Landing fee hike makes Toronto's Pearson airport the world's costliest
Last Updated: Wednesday, November 16, 2005 | 1:45 PM ET
The GTAA said landing fees are going up by 6.9 per cent in 2006, while general terminal charges will rise by 8.9 per cent.
"Almost 60 per cent of the anticipated increase in landing fees is directly attributable to the increase in rent payments to the federal government that the GTAA must pay in 2006 compared to the rent paid in 2005," the airport authority said in a release.
After paying $133 million in rent to the government for 2005, the GTAA said it could wind up paying as much as $151.5 million for ground rent in 2006.
Pearson International Airport
The Air Transport Association of Canada, which represents the country's commercial aviation industry, has pegged Pearson as the world's second most expensive place to land a big jet, after Tokyo's Narita airport.
Pearson would take over the top spot when the new landing fees take effect in a few weeks.

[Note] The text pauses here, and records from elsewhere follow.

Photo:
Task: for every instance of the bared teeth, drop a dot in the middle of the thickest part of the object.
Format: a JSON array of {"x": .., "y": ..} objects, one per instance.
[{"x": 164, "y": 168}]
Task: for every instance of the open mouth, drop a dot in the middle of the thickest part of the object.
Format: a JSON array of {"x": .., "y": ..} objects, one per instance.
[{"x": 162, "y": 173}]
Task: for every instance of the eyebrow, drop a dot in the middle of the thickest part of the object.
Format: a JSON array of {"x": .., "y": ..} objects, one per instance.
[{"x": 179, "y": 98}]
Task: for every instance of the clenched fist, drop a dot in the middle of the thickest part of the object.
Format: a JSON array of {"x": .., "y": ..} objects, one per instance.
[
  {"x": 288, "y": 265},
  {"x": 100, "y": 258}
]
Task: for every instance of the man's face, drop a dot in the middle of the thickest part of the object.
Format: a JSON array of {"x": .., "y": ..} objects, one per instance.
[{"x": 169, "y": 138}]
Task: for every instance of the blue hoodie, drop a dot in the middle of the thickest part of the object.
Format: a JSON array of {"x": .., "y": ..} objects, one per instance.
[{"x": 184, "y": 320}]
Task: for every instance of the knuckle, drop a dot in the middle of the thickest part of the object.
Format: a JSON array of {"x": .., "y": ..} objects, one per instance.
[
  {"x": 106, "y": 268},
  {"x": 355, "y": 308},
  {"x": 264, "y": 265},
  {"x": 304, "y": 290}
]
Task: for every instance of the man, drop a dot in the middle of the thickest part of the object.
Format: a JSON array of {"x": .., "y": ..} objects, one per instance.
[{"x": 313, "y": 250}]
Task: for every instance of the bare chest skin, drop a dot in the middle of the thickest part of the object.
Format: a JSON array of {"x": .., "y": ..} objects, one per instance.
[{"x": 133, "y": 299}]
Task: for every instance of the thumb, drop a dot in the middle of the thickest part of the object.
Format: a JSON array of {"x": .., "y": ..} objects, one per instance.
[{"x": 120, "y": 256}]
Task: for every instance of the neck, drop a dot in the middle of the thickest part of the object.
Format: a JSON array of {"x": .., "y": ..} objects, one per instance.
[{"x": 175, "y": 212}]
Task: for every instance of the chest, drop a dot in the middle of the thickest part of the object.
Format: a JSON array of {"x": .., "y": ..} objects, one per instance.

It will cost more than $13,000 to land a 747-400 at Pearson in 2006 and about $7,300 to land the same plane at Narita. Tokyo's big airport recently rolled back its landing fees.
Robert Milton, the head of Air Canada, which uses Pearson as its main hub, recently said his airline would schedule more flights in and out of the airport if the fees were lowered. The airline is scheduling new flights that avoid Pearson as a cost-saving measure.
In May, the federal government announced a new rent policy for the country's airports. But the GTAA complained that "there would be no significant relief" for Toronto's Pearson airport until 2012.